Profughi in Sri Lanka: Dopo oltre 10 anni siamo ancora vittime della guerra
di Melani Manel Perera
Case senza tetti e finestre, latrine senza porte, niente elettricità: nonostante il reinsediamento nel 2005, gli abitanti del villaggio di Villankulam non hanno i beni primari. Per il governo sono “residenti illegali” e ogni richiesta rimane inascoltata. Nonostante le difficoltà, famiglie tamil, singalesi, musulmane e cristiane convivono in totale armonia e pace.
Trincomalee (AsiaNews) – Gli abitanti del villaggio di Villankullam (distretto di Trincomalee, sulla costa orientale dello Sri Lanka) sono ancora oggi vittime di guerra, conclusasi nel 1990. Case spesso sprovviste di porte o tetti, sabbia al posto del pavimento, mancanza di luce elettrica, campi incoltivabili, assenza pressoché totale delle risorse di base: è quanto il governo ha saputo dare come aiuti alla gente dal 2005 a oggi. Colpiti dalla seconda fase del lungo conflitto etnico, gli abitanti del villaggio sono stati sfollati dalle loro case nel 1990, per tornarvi solo nel 2005. Ma le persone lamentano di non avere nulla, sebbene all’atto del reinsediamento Colombo abbia avviato un programma di sviluppo specifico per quelle zone (Eastern Province Rewakening Programme – Negenahira Nawodaya).

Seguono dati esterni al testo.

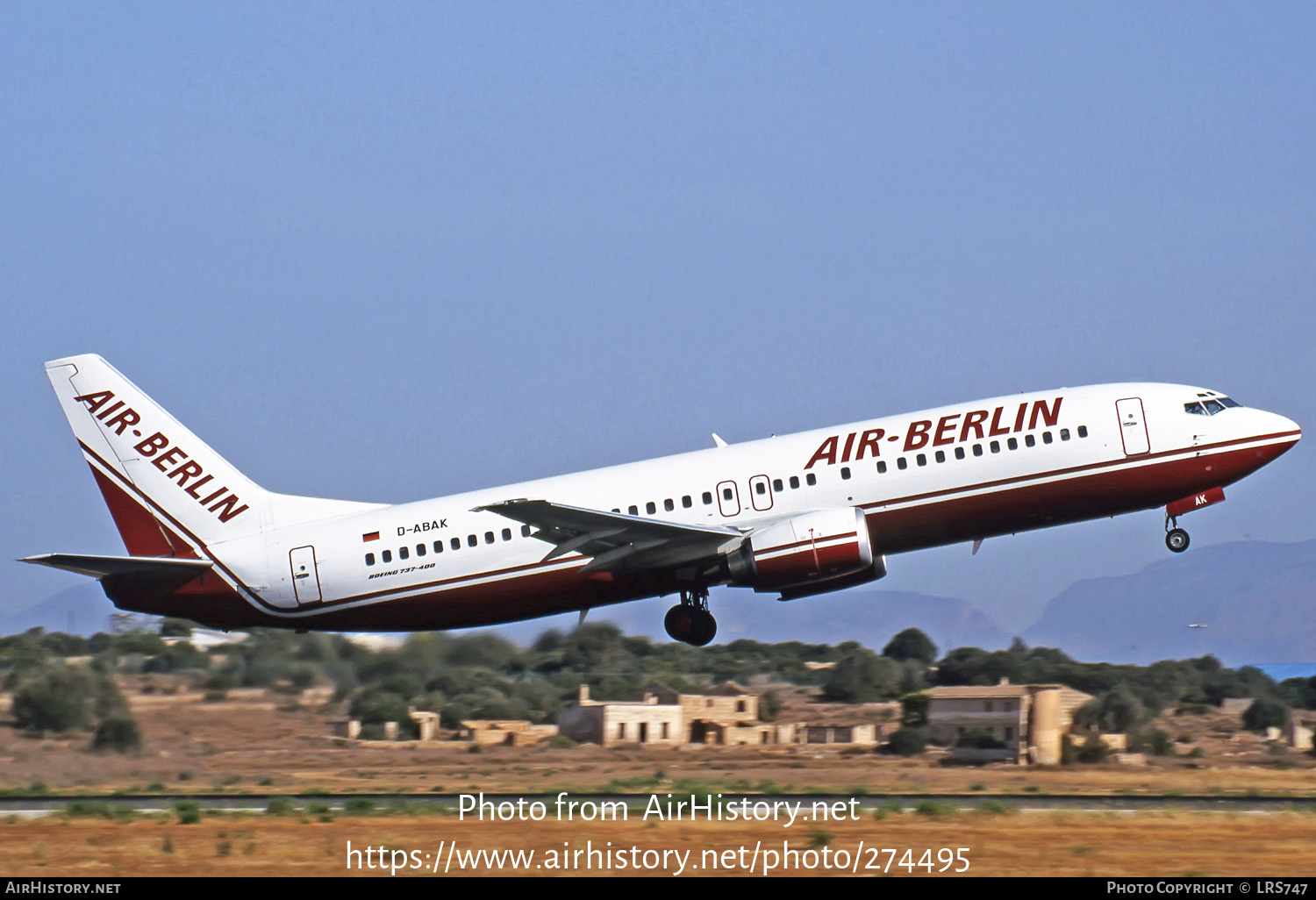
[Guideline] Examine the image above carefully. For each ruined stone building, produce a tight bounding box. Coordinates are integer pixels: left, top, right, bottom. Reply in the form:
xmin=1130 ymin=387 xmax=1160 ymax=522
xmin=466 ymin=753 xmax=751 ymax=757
xmin=926 ymin=679 xmax=1092 ymax=766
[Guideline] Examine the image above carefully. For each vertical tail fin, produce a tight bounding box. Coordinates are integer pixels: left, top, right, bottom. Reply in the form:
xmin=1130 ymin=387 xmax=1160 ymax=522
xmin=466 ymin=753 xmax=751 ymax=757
xmin=46 ymin=354 xmax=373 ymax=557
xmin=46 ymin=354 xmax=270 ymax=555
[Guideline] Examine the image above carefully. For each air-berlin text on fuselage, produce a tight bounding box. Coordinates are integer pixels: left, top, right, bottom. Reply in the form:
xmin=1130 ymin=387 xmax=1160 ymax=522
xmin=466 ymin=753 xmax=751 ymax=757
xmin=74 ymin=391 xmax=247 ymax=523
xmin=805 ymin=397 xmax=1065 ymax=468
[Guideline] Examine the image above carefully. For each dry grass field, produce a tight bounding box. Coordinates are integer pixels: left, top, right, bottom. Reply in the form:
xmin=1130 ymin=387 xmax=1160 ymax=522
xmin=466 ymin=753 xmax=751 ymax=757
xmin=0 ymin=676 xmax=1316 ymax=796
xmin=0 ymin=812 xmax=1316 ymax=878
xmin=0 ymin=676 xmax=1316 ymax=878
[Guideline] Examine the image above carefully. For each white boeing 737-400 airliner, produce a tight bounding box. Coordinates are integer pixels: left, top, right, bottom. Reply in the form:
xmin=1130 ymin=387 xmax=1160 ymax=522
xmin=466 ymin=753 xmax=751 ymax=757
xmin=25 ymin=355 xmax=1302 ymax=646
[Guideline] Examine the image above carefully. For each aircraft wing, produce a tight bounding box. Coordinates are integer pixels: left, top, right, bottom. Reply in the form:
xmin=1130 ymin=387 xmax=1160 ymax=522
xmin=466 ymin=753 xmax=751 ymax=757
xmin=471 ymin=500 xmax=744 ymax=573
xmin=18 ymin=553 xmax=215 ymax=582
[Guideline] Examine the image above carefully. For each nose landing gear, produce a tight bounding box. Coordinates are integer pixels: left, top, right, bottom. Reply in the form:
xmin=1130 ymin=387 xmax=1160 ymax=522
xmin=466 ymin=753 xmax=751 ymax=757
xmin=1165 ymin=516 xmax=1189 ymax=553
xmin=663 ymin=589 xmax=718 ymax=647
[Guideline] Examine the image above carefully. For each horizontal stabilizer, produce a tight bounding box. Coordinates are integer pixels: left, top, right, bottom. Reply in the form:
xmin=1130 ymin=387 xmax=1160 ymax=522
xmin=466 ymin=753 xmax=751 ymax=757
xmin=18 ymin=553 xmax=215 ymax=582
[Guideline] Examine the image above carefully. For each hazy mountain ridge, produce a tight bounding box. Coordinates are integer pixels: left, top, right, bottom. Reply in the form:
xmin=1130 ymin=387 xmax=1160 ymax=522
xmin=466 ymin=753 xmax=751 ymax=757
xmin=1023 ymin=541 xmax=1316 ymax=666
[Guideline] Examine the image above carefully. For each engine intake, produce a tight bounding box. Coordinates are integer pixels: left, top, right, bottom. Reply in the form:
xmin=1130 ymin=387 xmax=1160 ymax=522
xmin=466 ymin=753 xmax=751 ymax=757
xmin=732 ymin=507 xmax=887 ymax=600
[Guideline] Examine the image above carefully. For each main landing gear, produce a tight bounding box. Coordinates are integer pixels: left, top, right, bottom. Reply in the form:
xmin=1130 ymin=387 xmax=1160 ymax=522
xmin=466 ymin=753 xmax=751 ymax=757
xmin=662 ymin=589 xmax=718 ymax=647
xmin=1165 ymin=516 xmax=1189 ymax=553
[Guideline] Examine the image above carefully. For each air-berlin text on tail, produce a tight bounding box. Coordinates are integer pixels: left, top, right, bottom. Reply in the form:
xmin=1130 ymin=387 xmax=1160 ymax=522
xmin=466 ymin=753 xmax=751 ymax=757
xmin=74 ymin=391 xmax=247 ymax=523
xmin=805 ymin=397 xmax=1065 ymax=468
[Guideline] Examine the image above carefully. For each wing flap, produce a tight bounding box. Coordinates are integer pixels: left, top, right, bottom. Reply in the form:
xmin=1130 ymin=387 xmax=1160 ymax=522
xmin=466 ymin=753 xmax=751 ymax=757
xmin=471 ymin=500 xmax=744 ymax=573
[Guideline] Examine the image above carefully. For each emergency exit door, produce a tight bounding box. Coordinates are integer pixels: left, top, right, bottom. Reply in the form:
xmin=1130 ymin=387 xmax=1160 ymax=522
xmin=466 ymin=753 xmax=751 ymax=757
xmin=1115 ymin=397 xmax=1152 ymax=457
xmin=289 ymin=547 xmax=320 ymax=603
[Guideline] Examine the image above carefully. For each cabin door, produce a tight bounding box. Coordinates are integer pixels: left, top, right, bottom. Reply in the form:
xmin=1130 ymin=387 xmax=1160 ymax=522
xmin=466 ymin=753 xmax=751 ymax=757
xmin=289 ymin=547 xmax=320 ymax=603
xmin=1115 ymin=397 xmax=1152 ymax=457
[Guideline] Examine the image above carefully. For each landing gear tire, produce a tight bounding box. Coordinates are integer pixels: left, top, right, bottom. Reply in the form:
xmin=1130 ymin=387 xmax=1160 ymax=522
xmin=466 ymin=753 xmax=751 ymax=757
xmin=663 ymin=591 xmax=718 ymax=647
xmin=687 ymin=610 xmax=718 ymax=647
xmin=662 ymin=603 xmax=697 ymax=644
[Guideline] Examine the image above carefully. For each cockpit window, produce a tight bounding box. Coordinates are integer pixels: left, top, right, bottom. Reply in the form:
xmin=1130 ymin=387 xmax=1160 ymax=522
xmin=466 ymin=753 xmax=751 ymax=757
xmin=1184 ymin=394 xmax=1242 ymax=416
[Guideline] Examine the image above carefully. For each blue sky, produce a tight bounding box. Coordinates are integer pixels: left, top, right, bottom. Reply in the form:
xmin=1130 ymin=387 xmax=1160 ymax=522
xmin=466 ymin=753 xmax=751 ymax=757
xmin=0 ymin=3 xmax=1316 ymax=639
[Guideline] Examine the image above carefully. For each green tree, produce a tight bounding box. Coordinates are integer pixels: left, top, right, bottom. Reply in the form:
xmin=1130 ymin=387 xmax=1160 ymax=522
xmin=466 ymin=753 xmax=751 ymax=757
xmin=1242 ymin=700 xmax=1289 ymax=732
xmin=11 ymin=668 xmax=92 ymax=732
xmin=823 ymin=647 xmax=900 ymax=703
xmin=900 ymin=692 xmax=932 ymax=728
xmin=882 ymin=628 xmax=937 ymax=666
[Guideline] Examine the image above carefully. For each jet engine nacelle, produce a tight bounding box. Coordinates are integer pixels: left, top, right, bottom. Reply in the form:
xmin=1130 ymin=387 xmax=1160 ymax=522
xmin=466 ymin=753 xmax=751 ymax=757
xmin=731 ymin=507 xmax=887 ymax=600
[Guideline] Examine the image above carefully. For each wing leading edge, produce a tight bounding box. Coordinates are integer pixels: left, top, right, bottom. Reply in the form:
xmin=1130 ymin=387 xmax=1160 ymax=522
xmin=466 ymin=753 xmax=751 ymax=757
xmin=471 ymin=500 xmax=745 ymax=573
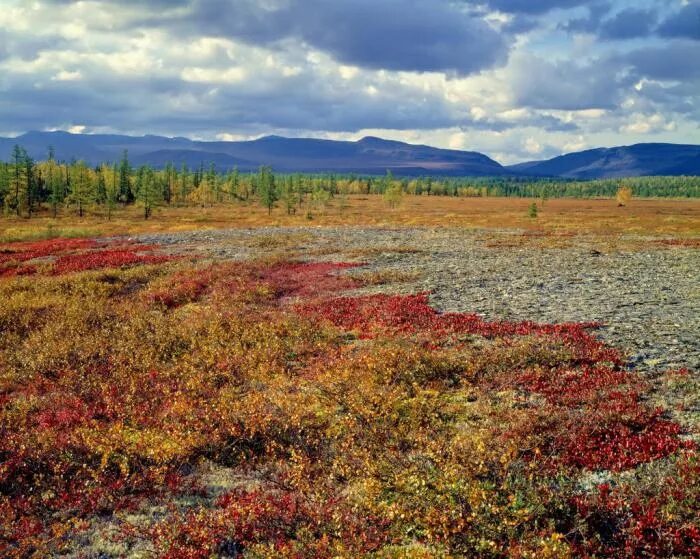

Nel villaggio di Villankullam convivono 34 famiglie tamil, 22 singalesi, 3 musulmane e 6 cristiane, tutte in pace e in armonia, senza discriminazioni religiose. I maltrattamenti peggiori vengono dal governo locale, che non fa nulla nonostante abbia l’autorità per sviluppare il villaggio e fare giustizia dopo gli anni della guerra.

Prima del conflitto, il villaggio sorgeva su una terra molto fertile, che garantiva la piena sussistenza dei suoi abitanti grazie anche all’allevamento. Ma adesso, la gente non ha i mezzi per riavviare le piantagioni e le coltivazioni di un tempo senza l’intervento del governo.

Al momento del reinsediamento, la Rotary International Organizations aveva costruito 85 case. Tuttavia, di queste solo 59 sono abitate: polli, galli e altri animali si sono “appropriati” delle altre. In più, le abitazioni non sono affatto sicure, spesso diroccate: “Mancano tetti e finestre, i bagni non hanno le porte, anche se ci sono i muri è molto rischioso e il villaggio è pieno di bambini piccoli”, raccontano alcune donne. Inoltre, gli abitanti denunciano attacchi di animali selvatici, come serpenti ed elefanti.

Le autorità sembrano aver dimenticato il villaggio: né l’ufficiale di villaggio (Grama Sevaka), né il segretario di distretto (Ds) ascoltano le continue richieste di aiuto e servizi degli abitanti. “Ai nostri appelli – afferma Nimal Wijerathna, un operaio – ci sentiamo rispondere che siamo ‘residenti illegali’”.